Field conditions and test depths at the target site in Sendai, Miyagi, Japan.

Fig. 5.

Loading conditions for each depth.

4.3 Calculation of Shear Strain and Shear Modulus in Assuming an Elastic Material

The shear modulus near the borehole surface is calculated by \(G = 1/2 \cdot \left( {\delta p/\delta \varepsilon_{c} } \right)\), and the radial strain is calculated by \(\varepsilon_{c} = y_{c} /\rho_{0}\), based on the thick-walled cylinder theory for elastic materials by Mair et al. (1987) [10]; where G is shear modulus, \(p\) is probe pressure, \(\varepsilon_{c}\) is radial strain, \(y_{c}\) is radial displacement, \(\rho_{0}\) is initial radius respectively. In this study, to evaluate the strain level of the obtained shear modulus, the shear strain near the borehole surface is required. Since the circumferential and radial strain are equal and opposite at the borehole wall, probe pressure equals circumferential shear stress [10]. Therefore, the shear strain is calculated from \(G = 1/2 \cdot \left( {\delta p/\delta \varepsilon_{c} } \right)\) and Hooke’s law [13] as \(\gamma = 2 \cdot \varepsilon_{c}\), where \(\gamma\) is shear strain.

4.4 Results of Cyclic Loading Test Using Pressuremeter

The relationship between pressure and radial displacement is shown in Fig. 6. The calibrated values mean except for probe membrane tension results. The radial displacement is defined as the relative displacement from the initial step. The set values are the pressure amplitude of the cyclic loading shown in Fig. 5.

The pressure and displacement relationship in Fig. 6 exhibited an almost constant loop shape by cyclic loading in each constant pressure loading step. In the case of clay, as the pressure amplitude in a step increases, the cavity is gradually expanded; the increase of radial displacement is more significant with higher pressure. On the other hand, dense sand showed no significant displacement with increasing pressure amplitude.

Fig. 6.

Relationship between pressure and radial displacement in the actual field.

The relationships between shear modulus and shear strain at certain loading cycles are shown in Fig. 7. The largest shear modulus is obtained on dense sand, followed by medium dense sand, clay, and depends on the N-value and soil type.

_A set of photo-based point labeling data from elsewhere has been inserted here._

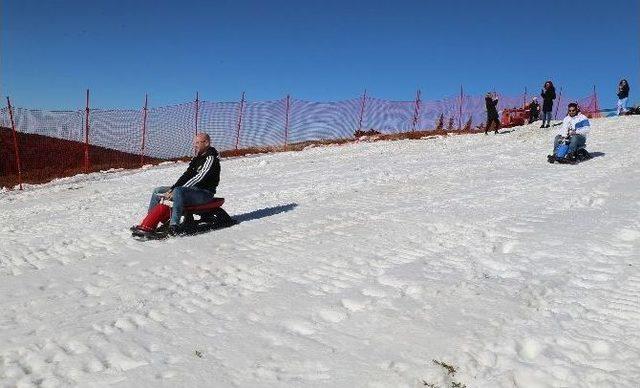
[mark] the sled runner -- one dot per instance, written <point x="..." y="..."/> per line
<point x="210" y="216"/>
<point x="562" y="157"/>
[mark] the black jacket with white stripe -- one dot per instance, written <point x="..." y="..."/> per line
<point x="203" y="172"/>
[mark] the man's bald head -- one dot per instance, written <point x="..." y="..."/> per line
<point x="201" y="142"/>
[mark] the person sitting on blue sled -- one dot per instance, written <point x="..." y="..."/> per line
<point x="573" y="130"/>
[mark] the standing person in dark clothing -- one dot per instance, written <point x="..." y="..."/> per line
<point x="491" y="102"/>
<point x="548" y="95"/>
<point x="534" y="110"/>
<point x="623" y="96"/>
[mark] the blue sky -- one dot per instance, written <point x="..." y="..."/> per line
<point x="314" y="50"/>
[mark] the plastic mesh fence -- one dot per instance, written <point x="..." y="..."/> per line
<point x="52" y="143"/>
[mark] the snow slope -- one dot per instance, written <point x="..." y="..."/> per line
<point x="466" y="260"/>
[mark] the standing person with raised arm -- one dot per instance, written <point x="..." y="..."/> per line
<point x="623" y="96"/>
<point x="491" y="103"/>
<point x="548" y="94"/>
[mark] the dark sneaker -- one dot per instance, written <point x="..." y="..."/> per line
<point x="175" y="230"/>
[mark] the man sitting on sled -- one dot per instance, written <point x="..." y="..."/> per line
<point x="569" y="143"/>
<point x="196" y="186"/>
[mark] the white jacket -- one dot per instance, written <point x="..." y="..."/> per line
<point x="578" y="123"/>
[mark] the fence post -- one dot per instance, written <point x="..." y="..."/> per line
<point x="555" y="116"/>
<point x="364" y="99"/>
<point x="239" y="121"/>
<point x="460" y="111"/>
<point x="416" y="112"/>
<point x="286" y="121"/>
<point x="144" y="129"/>
<point x="197" y="109"/>
<point x="86" y="136"/>
<point x="15" y="143"/>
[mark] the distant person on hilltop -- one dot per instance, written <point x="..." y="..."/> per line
<point x="623" y="96"/>
<point x="534" y="110"/>
<point x="573" y="132"/>
<point x="491" y="103"/>
<point x="548" y="94"/>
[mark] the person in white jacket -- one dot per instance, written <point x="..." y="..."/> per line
<point x="575" y="128"/>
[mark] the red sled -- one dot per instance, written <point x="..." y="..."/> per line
<point x="211" y="216"/>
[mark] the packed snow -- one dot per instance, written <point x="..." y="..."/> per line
<point x="459" y="261"/>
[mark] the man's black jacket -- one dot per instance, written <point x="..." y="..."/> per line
<point x="203" y="172"/>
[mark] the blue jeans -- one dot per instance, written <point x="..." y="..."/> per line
<point x="575" y="142"/>
<point x="182" y="196"/>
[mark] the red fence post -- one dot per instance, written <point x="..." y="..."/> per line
<point x="144" y="130"/>
<point x="460" y="112"/>
<point x="15" y="143"/>
<point x="364" y="99"/>
<point x="239" y="120"/>
<point x="286" y="121"/>
<point x="555" y="117"/>
<point x="86" y="136"/>
<point x="416" y="112"/>
<point x="197" y="109"/>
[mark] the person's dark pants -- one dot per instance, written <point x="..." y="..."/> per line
<point x="182" y="196"/>
<point x="490" y="122"/>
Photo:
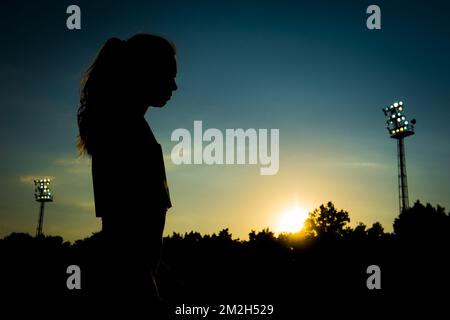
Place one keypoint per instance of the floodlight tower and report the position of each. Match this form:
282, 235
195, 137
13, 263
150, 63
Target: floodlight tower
399, 128
42, 194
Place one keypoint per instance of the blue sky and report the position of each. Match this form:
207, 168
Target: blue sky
309, 68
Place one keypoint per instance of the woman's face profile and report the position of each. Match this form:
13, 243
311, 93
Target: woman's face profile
158, 90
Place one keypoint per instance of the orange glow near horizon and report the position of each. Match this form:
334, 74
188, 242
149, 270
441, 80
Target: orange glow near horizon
292, 219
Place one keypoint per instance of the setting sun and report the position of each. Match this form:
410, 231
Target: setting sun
292, 220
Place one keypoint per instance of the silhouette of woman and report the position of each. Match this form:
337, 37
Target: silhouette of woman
129, 181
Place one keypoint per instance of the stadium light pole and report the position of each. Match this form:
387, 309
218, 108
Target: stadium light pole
42, 194
399, 128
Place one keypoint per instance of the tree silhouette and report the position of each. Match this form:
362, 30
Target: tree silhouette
424, 222
327, 221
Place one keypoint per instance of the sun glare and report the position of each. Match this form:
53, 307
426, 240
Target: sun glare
292, 220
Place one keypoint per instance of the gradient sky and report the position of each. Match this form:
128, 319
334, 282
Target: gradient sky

In addition, as the pressure amplitude increases, the shear strain is expanded in order. The shear strains were obtained in the range of 0.2 to 1.3%, and the shear modulus was obtained at the strain magnitude corresponding to liquefaction occurrence level.

The results of clay showed slight softening behaviors in which the shear modulus decreased with increasing pressure amplitude. On the contrary to this, medium dense sand showed hardening behaviors in which the shear strain and shear modulus increased with increasing pressure amplitude and loading cycles. Furthermore, the shear modulus of dense sand did not change significantly with increasing pressure amplitude. The hardening behaviors indicate that the surrounding soil may have become denser due to cyclic loading under partial drainage condition.

Fig. 7.

Relationship between shear modulus and shear strain.

5 Conclusions

In this paper, we reported the results of an attempt to evaluate the in situ dynamic behaviors by cyclic pressuremeter tests. The results and conclusions are as follows.

• The pressure-controlled cyclic loading had been achieved by using the pressuremeter equipment.

• The spatial range of influence observed via the cyclic pressuremeter test was very small and limited, less than 30 cm from the surface of the pressuremeter probe.

• Clay showed slight softening behaviors with increasing pressure amplitude. On the other hand, medium dense sand showed hardening behaviors with increasing pressure amplitude. The latter indicates that the surrounding soil may have become denser due to cyclic loading under partial drainage condition.

In order to increase the applicability, there are the following technical issues:

• Theoretical interpretation of dynamic behavior of ground by cyclic pressuremeter test considering the soils as an elastoplastic material.

• Confirmation of the excess pore water pressure generated by cyclic loading on the liquefied ground.